Numeri 3:2-17 BasisBijbel (BB)

2. Dit zijn de zonen van Aäron. De oudste zoon heette Nadab. Verder Abihu, Eleazar en Itamar.

3. Zij waren door Mozes gezalfd om priesters te zijn.

4. Nadab en Abihu waren door de Heer gedood in de Sinaï-woestijn, toen ze onheilig vuur bij de Heer hadden gebracht. Maar Eleazar en Itamar waren priesters bij hun vader Aäron [ die hogepriester was ]. Nadab en Abihu hadden geen kinderen.

5. En de Heer zei tegen Mozes en Aäron:

6. "Laat de mannen van de stam van Levi bij Aäron komen. Zij moeten hem voortaan helpen.

7. Ze moeten Aäron en het volk dienen bij de tent van ontmoeting.

8. Ze moeten zorgen voor alle dingen die bij de tent van ontmoeting horen. En ze moeten Mij namens het volk dienen bij de tent van ontmoeting.

9. Alle Levieten zullen Aäron en zijn zonen helpen. Hen heb Ik daarvoor uit het volk Israël uitgekozen.

10. Maar alleen Aäron en zijn zonen mogen priesters zijn. Als iemand anders de taken van een priester doet, zal Ik hem doden."

11. En de Heer zei tegen Mozes:

12. "Ik neem uit het volk Israël de Levieten in plaats van alle oudste zonen.

13. De Levieten zullen van Mij zijn, net zoals alle oudste zonen en alle eerstgeboren dieren van Mij zijn. Sinds de dag dat Ik alle oudste zonen en alle eerstgeboren dieren van Egypte doodde, zijn alle oudste zonen en alle eerstgeboren dieren van Israël voor Mij. Ik ben de Heer."

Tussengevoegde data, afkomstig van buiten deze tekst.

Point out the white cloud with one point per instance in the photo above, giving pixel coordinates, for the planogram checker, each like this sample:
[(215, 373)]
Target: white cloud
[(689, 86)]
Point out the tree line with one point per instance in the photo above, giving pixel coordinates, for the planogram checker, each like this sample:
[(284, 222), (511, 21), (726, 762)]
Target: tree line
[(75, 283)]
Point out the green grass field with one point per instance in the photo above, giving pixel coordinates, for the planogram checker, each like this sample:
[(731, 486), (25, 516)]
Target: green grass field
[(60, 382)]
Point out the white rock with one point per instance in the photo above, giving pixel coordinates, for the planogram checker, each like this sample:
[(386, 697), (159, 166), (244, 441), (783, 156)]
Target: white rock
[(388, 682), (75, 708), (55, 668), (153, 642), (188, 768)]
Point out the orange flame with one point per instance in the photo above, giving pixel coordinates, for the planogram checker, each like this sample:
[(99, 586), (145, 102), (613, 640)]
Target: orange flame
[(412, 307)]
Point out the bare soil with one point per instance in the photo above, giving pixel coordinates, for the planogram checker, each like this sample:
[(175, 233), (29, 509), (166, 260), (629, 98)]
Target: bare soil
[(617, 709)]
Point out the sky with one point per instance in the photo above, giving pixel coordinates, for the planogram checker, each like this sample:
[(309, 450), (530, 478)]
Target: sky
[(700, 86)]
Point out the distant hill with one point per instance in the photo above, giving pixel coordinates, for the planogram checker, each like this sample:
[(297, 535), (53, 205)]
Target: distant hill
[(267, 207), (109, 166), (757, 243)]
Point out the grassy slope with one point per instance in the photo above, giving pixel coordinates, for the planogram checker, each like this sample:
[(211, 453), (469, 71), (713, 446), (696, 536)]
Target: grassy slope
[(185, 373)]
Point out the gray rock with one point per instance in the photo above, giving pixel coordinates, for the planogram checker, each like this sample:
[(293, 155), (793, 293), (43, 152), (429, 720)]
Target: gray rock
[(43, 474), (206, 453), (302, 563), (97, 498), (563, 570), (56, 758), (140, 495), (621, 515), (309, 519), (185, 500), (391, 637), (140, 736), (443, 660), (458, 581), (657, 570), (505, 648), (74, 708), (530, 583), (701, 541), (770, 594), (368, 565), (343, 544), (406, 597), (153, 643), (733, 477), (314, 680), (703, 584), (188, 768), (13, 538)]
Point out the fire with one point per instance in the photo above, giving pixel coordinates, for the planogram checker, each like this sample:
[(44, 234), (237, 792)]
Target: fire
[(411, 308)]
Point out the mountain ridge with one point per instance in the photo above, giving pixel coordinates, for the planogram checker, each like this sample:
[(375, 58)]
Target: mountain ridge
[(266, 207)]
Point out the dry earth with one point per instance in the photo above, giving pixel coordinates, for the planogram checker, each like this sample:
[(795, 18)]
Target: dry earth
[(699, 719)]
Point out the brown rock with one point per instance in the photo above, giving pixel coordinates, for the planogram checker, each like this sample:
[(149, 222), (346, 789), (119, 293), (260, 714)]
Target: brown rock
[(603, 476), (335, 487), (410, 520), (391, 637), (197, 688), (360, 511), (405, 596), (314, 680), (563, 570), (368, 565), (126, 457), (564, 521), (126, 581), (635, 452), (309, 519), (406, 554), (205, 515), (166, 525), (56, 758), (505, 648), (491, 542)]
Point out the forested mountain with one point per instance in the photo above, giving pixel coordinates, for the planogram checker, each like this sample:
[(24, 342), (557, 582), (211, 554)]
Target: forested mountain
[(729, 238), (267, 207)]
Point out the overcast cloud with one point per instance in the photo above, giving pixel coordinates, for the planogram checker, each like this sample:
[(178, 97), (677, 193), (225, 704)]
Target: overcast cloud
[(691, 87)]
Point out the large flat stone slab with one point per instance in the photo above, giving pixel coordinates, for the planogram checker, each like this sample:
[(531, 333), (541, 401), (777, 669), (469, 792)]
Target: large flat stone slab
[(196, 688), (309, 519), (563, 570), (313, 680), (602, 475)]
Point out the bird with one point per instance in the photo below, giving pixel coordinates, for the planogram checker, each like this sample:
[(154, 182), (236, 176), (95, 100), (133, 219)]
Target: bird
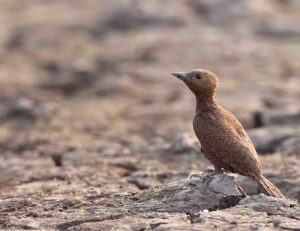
[(224, 141)]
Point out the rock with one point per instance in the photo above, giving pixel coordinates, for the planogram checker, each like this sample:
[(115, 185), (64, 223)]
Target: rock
[(131, 14), (24, 108), (184, 142), (290, 146), (221, 12), (267, 139), (199, 192)]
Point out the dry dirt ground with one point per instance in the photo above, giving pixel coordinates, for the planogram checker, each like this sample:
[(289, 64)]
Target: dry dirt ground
[(90, 116)]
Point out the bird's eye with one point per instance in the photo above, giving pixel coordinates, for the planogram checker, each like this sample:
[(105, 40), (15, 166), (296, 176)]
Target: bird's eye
[(198, 76)]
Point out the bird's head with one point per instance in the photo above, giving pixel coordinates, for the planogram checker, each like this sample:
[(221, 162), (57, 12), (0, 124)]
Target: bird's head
[(201, 82)]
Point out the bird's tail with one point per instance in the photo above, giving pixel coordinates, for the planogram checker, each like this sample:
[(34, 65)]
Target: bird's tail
[(271, 189)]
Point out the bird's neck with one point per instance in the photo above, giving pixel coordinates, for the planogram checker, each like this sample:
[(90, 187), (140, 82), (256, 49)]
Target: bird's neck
[(205, 103)]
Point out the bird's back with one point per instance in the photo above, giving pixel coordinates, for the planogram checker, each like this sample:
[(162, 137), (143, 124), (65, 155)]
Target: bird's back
[(224, 140)]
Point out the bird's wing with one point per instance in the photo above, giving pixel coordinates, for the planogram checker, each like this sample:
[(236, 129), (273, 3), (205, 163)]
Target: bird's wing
[(221, 141)]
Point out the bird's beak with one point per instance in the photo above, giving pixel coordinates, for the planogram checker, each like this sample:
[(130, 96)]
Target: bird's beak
[(180, 75)]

14. En de Heer zei tegen Mozes in de Sinaï-woestijn:

15. "Tel alle Levieten volgens de families waar ze bij horen. Tel alle mannen van één maand oud en ouder."

16. Toen telde Mozes hen, zoals de Heer bevolen had.

17. De zonen van Levi waren Gerson, Kehat en Merari.